Businesses owe their employees – the investors of years – the same consideration that they owe their investors of capital. Discuss!
However, before you do, you might like to read the blog "What do we owe an employee?"
This certainly is an interesting read and provides much food for thought. Is considering employees just some old-fashioned, liberal mumbo-jumbo that the massive culling of jobs we are currently witnessing gives lie to, or does it point to some old fashioned values that need to be restored?

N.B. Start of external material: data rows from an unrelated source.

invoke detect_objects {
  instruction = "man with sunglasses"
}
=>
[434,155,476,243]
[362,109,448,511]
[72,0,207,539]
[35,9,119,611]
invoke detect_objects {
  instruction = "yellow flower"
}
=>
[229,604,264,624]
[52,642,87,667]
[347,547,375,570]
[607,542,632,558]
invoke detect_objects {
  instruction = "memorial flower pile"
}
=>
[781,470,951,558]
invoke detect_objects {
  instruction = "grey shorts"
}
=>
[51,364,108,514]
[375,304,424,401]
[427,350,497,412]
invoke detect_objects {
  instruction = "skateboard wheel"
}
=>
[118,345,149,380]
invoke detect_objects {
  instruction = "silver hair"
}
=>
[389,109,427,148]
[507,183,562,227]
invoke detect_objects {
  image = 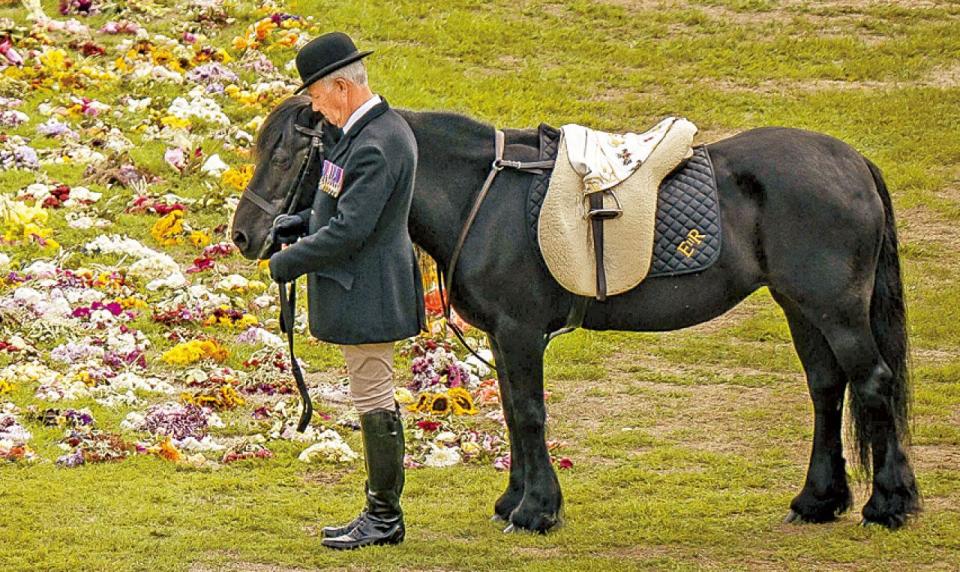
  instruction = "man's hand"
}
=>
[270,250,300,282]
[272,214,307,244]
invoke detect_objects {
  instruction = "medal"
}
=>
[320,159,343,198]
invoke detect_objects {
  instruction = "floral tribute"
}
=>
[0,0,570,476]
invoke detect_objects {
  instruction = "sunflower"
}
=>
[407,393,433,413]
[430,393,450,415]
[447,387,477,415]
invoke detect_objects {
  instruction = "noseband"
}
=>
[244,125,323,433]
[244,125,323,259]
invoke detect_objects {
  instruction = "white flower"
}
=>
[120,411,146,431]
[423,443,460,467]
[129,252,180,280]
[97,390,143,408]
[83,234,159,258]
[200,153,230,177]
[297,429,359,463]
[147,271,187,292]
[216,274,250,291]
[23,260,57,278]
[173,435,227,451]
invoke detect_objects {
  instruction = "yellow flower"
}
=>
[150,209,183,246]
[190,230,210,248]
[180,385,246,410]
[160,115,190,129]
[393,387,414,405]
[161,340,228,365]
[430,393,450,415]
[154,437,180,463]
[407,393,433,413]
[220,163,254,191]
[447,387,477,415]
[117,298,150,310]
[40,48,67,73]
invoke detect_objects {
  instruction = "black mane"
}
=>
[253,95,310,160]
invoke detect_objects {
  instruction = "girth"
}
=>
[437,129,589,366]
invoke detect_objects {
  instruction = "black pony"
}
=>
[232,97,920,531]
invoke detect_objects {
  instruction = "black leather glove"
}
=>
[272,214,307,244]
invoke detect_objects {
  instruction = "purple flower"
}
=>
[57,449,83,469]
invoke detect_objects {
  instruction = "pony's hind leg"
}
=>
[772,292,853,523]
[820,309,920,529]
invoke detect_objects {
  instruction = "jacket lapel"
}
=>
[324,96,390,163]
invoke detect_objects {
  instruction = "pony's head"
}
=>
[231,96,336,260]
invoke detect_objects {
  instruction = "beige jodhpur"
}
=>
[340,342,395,414]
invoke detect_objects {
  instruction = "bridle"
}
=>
[243,125,323,259]
[243,125,323,433]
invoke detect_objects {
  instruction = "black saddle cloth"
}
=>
[527,124,721,278]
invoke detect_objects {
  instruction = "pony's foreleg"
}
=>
[489,335,524,521]
[496,324,563,532]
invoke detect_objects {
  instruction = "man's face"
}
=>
[307,78,349,127]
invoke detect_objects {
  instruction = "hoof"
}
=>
[783,510,807,524]
[504,505,560,534]
[860,514,908,530]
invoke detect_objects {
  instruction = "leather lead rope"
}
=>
[274,125,323,433]
[277,280,313,433]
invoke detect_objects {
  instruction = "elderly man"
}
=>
[270,32,425,548]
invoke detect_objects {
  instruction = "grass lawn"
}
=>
[0,0,960,572]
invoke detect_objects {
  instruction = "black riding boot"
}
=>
[323,408,405,548]
[323,480,370,538]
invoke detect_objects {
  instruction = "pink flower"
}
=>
[163,147,187,173]
[0,38,23,66]
[417,420,440,431]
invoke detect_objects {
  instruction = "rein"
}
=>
[437,129,555,375]
[247,125,323,433]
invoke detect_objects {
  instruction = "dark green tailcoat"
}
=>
[271,101,426,344]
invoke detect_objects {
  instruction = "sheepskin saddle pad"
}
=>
[526,118,721,297]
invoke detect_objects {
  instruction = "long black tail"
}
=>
[850,158,910,476]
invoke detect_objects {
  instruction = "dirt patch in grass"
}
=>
[898,206,960,252]
[910,445,960,471]
[303,469,353,485]
[550,344,811,459]
[189,562,330,572]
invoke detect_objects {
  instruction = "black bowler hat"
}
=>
[294,32,373,93]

As I said in my comment on the blog, perhaps the whole employee concept is outdated. While people have worked for reward for centuries, Gary Hamel's thought-provoking book, The Future of Management, states that the concept of an employee as we have come to know it is very much a 20th century phenomenon. Perhaps then it is one whose purpose has served its time.
Certainly the bonds that have cemented the employee relationship appear to be breaking. Neither party delivers the loyalty intrinsically expected of the other, while employee engagement statistics indicate that people are only giving a small part of what they could be. So maybe it is time for new solutions. And maybe my solution – valuing people as human assets, with its concomitant offerings – does offer a new way forward: a way of rebuilding the trust that will allow individual and organisation alike to go much further towards respectively maximising their potential, and creating greater happiness at work. I would certainly like to think so, but I would be most interested in your thoughts.